吉村は学生時代に大学のゴルフ部で活躍、当時からオフィシャルハンデ0というのだから凄いが、その吉村から上達の早道を教えて貰ったのがドラちゃんで、金村はダンプカー一杯の練習から至った違いがあった。
「僕も、もうちょっと早く吉村さんに出会っていたらよかったのにと思っているよ。今のドラちゃんの話を2年前に聞いていればハンデも半分にはなっていただろうね」
それは金村の正直な思いだったが、明日からのゴルフに大きな変化を与えてくれるのは確実で、これまでに見せなかったような明るくて嬉しそうな表情でご機嫌だった。
そんな金村に「金村さん」とドラちゃんが話し掛けた。金村はバンド仲間でないので名前を呼ぶ時のニュアンスが少し異なるが、ドラちゃんの店の主催するコンペにも参加しているので客より友人という存在になっていた。
「吉村さんに教えて貰ったことだけど、ゴルフは『あるがまま』で自然との対峙、前にプラス思考のことに触れたけど、雨や風という自然もプラス思考に考えるべきと語っていたことが印象に残っているけど、それは風雨が他の競技者にも平等に被らせている事実があり、『嫌だなあ』と感じるマイナス思考じゃ駄目なんだな」
「ドラちゃん、僕も吉村さんに教えられたことがあって実践していることがあるよ。それはね、ディボット跡や荒らされたままのバンカーにボールが入っても決して怒らず、自身に与えられた試練と考えるようにと言うことだったよ」
この話を耳にして水野は吉村らしい考え方だと思い、ゴルフにも性格が出るもので、自然との対峙ということが心に残った。

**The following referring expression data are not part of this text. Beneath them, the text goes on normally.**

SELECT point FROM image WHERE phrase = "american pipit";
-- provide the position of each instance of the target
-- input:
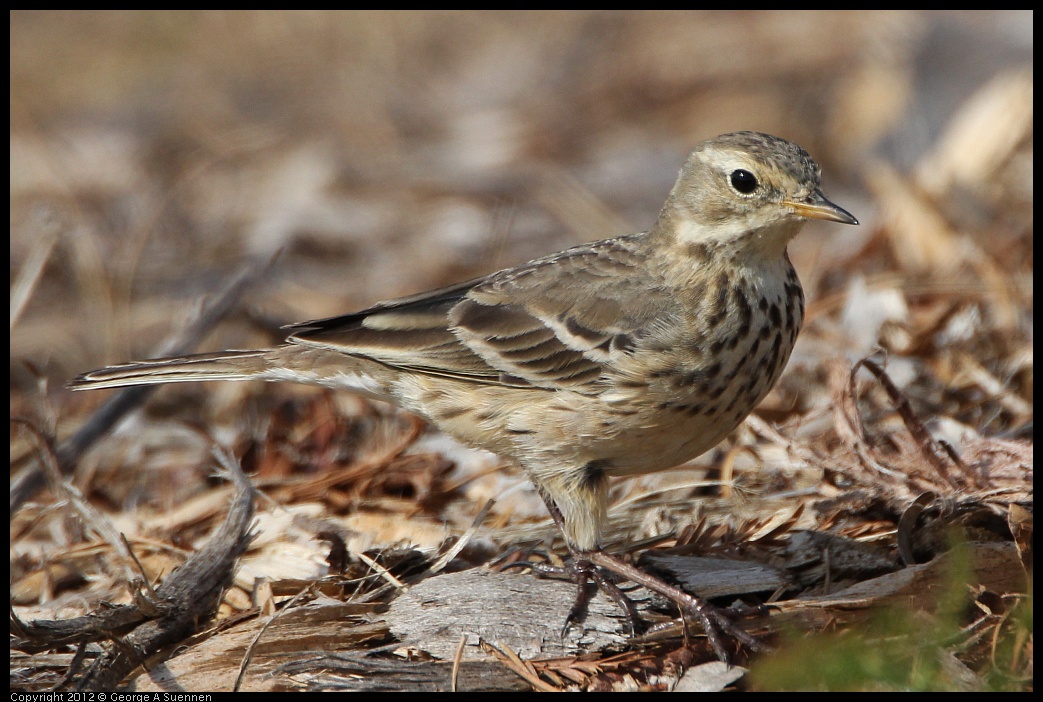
(620, 357)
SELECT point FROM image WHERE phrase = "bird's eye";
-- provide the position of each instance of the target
(744, 180)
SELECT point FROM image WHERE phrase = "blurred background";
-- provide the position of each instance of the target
(358, 156)
(372, 154)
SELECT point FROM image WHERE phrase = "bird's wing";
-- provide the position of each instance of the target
(551, 323)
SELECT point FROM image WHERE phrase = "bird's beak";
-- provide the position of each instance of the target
(817, 207)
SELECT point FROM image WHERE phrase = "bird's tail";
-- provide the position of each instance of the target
(229, 365)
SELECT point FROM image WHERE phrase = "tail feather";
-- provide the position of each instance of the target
(233, 365)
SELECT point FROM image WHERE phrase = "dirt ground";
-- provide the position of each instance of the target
(195, 180)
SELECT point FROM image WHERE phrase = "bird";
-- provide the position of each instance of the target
(622, 357)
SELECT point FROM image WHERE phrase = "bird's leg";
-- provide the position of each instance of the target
(584, 574)
(599, 566)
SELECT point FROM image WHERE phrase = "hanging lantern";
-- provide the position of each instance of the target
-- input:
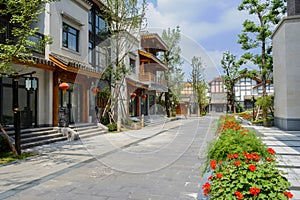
(95, 90)
(64, 86)
(133, 95)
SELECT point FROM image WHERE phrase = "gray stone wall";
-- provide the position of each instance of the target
(286, 57)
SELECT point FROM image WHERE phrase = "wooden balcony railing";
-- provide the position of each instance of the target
(149, 77)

それから半月後、水野の会社にやって来た金村が念願のゴルフ場の入会手続きが終わり、キャリーバッグ、帽子。ボストンバックなどに付ける自分の名札を嬉しそうに見せてくれた。
水野はドラちゃんの言ったアドバイスを思い出して練習場で実践し、これまでと見違えるようなボールを打つことが出来ているところからスイングを重視するようになり、急に上達したような不思議な思いを抱いていたが、金村も初めて参加した月例競技で3位に入賞したそうで、2人はドラちゃんから教えられた哲学が開花しているようだった。

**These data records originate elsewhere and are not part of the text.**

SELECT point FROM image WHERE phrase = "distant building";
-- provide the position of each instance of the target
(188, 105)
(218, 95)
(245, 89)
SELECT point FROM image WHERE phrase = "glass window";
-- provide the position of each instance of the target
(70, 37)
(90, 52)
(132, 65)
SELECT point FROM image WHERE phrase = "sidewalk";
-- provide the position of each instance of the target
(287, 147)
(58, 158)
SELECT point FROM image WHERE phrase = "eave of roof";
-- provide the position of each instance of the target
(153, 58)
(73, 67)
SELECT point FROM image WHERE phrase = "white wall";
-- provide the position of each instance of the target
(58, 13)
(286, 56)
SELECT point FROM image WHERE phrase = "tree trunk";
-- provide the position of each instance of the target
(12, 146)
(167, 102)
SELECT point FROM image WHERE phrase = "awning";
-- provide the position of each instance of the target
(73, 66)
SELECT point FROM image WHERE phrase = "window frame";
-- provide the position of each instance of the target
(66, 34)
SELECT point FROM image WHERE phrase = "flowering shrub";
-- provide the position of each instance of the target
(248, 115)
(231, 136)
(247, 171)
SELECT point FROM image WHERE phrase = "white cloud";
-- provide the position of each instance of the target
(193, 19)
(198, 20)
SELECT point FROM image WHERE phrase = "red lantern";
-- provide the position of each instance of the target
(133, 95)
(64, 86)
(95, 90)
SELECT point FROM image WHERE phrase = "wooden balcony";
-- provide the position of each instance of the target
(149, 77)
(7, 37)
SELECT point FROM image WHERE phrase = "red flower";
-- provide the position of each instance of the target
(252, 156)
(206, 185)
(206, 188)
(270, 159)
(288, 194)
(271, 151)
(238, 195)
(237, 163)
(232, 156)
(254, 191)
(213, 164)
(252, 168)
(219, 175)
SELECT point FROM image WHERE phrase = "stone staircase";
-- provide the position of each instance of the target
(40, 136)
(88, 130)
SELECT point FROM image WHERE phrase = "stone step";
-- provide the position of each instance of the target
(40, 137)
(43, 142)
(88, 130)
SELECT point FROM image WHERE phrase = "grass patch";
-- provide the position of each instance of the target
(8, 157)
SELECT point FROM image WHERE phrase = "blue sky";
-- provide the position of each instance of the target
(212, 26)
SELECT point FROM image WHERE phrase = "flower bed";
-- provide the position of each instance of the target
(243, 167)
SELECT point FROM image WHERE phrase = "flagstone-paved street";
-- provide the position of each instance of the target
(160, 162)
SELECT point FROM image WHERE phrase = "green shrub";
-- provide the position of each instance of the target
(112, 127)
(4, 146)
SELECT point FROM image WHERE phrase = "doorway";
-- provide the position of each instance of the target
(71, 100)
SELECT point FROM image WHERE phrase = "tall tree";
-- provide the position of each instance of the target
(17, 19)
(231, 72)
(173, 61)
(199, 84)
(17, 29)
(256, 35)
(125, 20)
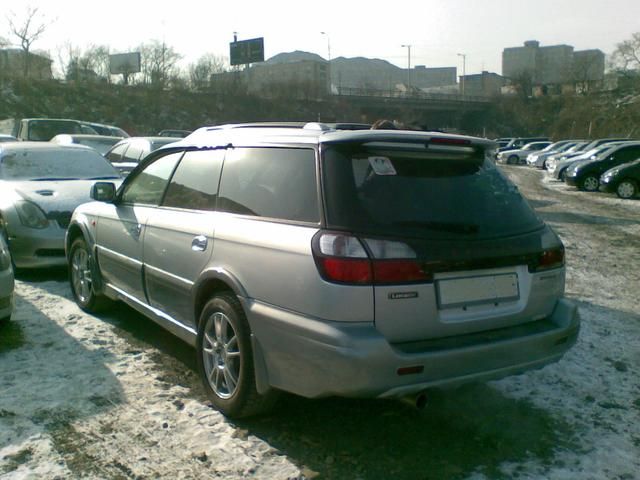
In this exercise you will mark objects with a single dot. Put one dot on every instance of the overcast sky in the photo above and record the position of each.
(437, 30)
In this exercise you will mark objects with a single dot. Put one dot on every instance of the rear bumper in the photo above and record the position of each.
(571, 181)
(314, 358)
(607, 187)
(6, 293)
(32, 248)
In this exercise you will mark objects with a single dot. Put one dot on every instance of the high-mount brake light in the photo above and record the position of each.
(342, 258)
(450, 141)
(549, 259)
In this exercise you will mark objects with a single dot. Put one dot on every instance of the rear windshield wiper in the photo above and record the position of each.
(463, 228)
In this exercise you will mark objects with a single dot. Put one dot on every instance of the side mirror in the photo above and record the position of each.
(103, 191)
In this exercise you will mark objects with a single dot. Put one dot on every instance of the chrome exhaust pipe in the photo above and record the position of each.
(418, 401)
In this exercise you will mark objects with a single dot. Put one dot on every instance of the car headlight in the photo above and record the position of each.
(31, 215)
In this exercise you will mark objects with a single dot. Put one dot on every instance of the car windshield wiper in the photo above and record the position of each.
(51, 179)
(463, 228)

毎週土曜日の午後8時から地域の会館でバンドの練習が行われていた。それは地域のイベントなどで協力していることもあり、特別に会場として利用させて貰っている訳だが、練習が終わってからゴルフの話題になった。そこで吉村が持ち出したのは金村が入会したゴルフ場のことで、数日前にラウンドしたら素晴らしいコースだったと語っていたので水野も金村の顔を思い出して嬉しくなった。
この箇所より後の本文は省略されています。